Through the looking glass: the rabbit hole of reflective practice
Reflective practice is a common feature of nurse education. Indeed, the development of nursing practice is associated with being a ‘reflective practitioner’. However, how we see ourselves or interpret past events is often influenced by our own unconscious biases. While it is reasonable to hold favourable views of one's ability, biased or lack of self-insight might mean that one is actually unskilled and unaware of it. In the ambiguous clinical context where an act or omission can have potentially devastating consequences, the implications of this are significant. The questions of whether and how reflection addresses unconscious biases are relatively unexplored in the nursing literature. Given that accurate self-assessment is integral to reflective practice, this article attempts to explore the potential impact of unconscious bias on reflection. The authors conclude that while biases may limit our ability to learn from reflection, this is not a reason to dispense with reflective practice, but rather, is even more reason to critically engage with the process. Nurses of all levels must be encouraged to reflect on both their practice, and their reflection.

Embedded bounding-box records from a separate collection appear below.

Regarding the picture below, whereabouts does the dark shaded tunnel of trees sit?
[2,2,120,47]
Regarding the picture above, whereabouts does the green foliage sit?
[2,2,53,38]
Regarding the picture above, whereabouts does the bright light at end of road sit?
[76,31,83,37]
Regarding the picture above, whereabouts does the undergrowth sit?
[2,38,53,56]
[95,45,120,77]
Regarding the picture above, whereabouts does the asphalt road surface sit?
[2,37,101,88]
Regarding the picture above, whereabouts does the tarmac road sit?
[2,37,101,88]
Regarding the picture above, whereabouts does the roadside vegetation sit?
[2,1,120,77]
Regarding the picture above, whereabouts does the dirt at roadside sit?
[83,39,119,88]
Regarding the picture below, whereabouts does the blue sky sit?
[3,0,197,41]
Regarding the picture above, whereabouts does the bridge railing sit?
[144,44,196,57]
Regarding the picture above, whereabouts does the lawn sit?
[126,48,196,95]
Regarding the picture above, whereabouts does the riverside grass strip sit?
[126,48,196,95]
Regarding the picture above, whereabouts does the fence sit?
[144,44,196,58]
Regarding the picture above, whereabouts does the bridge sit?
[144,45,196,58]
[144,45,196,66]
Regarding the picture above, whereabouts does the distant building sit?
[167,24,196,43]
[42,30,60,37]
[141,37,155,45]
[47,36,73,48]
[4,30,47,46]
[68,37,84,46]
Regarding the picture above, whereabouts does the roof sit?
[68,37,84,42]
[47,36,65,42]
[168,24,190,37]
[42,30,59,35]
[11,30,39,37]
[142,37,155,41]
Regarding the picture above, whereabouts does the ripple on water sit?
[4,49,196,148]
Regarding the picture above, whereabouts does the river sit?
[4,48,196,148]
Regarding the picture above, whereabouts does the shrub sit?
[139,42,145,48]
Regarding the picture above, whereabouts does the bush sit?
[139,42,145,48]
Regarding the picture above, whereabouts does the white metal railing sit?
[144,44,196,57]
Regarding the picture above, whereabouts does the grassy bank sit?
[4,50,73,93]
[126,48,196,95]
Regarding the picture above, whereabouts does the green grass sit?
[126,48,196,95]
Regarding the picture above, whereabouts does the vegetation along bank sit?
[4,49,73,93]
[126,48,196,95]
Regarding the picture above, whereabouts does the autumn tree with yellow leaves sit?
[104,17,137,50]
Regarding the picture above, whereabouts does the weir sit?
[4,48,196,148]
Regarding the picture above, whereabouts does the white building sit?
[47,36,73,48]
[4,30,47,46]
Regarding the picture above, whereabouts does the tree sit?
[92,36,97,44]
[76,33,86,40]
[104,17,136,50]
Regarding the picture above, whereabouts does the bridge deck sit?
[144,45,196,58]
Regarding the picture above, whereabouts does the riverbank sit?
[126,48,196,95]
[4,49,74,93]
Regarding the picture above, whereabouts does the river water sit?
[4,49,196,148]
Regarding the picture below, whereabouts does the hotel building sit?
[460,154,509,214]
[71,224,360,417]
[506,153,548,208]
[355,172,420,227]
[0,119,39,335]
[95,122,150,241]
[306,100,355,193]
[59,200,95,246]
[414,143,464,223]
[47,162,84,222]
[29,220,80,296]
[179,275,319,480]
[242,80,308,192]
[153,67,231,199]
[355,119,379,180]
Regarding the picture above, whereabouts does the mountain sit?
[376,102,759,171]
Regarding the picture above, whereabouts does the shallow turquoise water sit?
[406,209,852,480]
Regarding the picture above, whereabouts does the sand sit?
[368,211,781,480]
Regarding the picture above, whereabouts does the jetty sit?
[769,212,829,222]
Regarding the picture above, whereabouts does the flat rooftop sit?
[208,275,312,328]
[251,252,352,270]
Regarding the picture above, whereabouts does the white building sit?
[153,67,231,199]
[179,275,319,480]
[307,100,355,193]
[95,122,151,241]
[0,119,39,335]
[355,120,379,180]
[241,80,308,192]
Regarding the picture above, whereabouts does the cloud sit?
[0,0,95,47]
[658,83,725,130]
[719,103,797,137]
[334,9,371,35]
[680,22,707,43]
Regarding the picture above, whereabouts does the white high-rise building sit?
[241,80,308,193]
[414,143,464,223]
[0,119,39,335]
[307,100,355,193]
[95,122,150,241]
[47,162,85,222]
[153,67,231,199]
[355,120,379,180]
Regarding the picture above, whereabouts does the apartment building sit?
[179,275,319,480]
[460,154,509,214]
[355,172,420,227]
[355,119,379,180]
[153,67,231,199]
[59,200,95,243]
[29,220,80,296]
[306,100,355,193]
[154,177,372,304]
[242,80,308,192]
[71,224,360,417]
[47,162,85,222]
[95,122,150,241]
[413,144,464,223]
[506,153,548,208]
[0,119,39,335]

Reflection on, and in, practice is an integral part of nursing, with professional organisations and accrediting bodies calling for the inclusion of reflection at all levels of undergraduate, postgraduate and continuing nurse education (Aronson, 2011; Coward, 2011; Nursing and Midwifery Board of Ireland, 2015; Nursing and Midwifery Council (NMC), 2018; Donohoe, 2019). Proponents of reflective practice advocate strongly for its inclusion in curricula, arguing that reflection is intrinsically aligned to intended modular and programmatic outcomes with the potential to enhance learning by enabling students to reflect on, reconcile and reconceptualise their practical experiences with theoretical instruction (Price, 2005; Grealish et al, 2018). In addition to the coalescence of theory and practice, it is claimed that structured reflection enables the exploration of one's beliefs, emotions, and theories; thus, informing plans for future learning (Aronson, 2011) and moving practitioners from a position of unconscious incompetence (novice) towards a position of unconscious competence (expert) (Benner, 1984).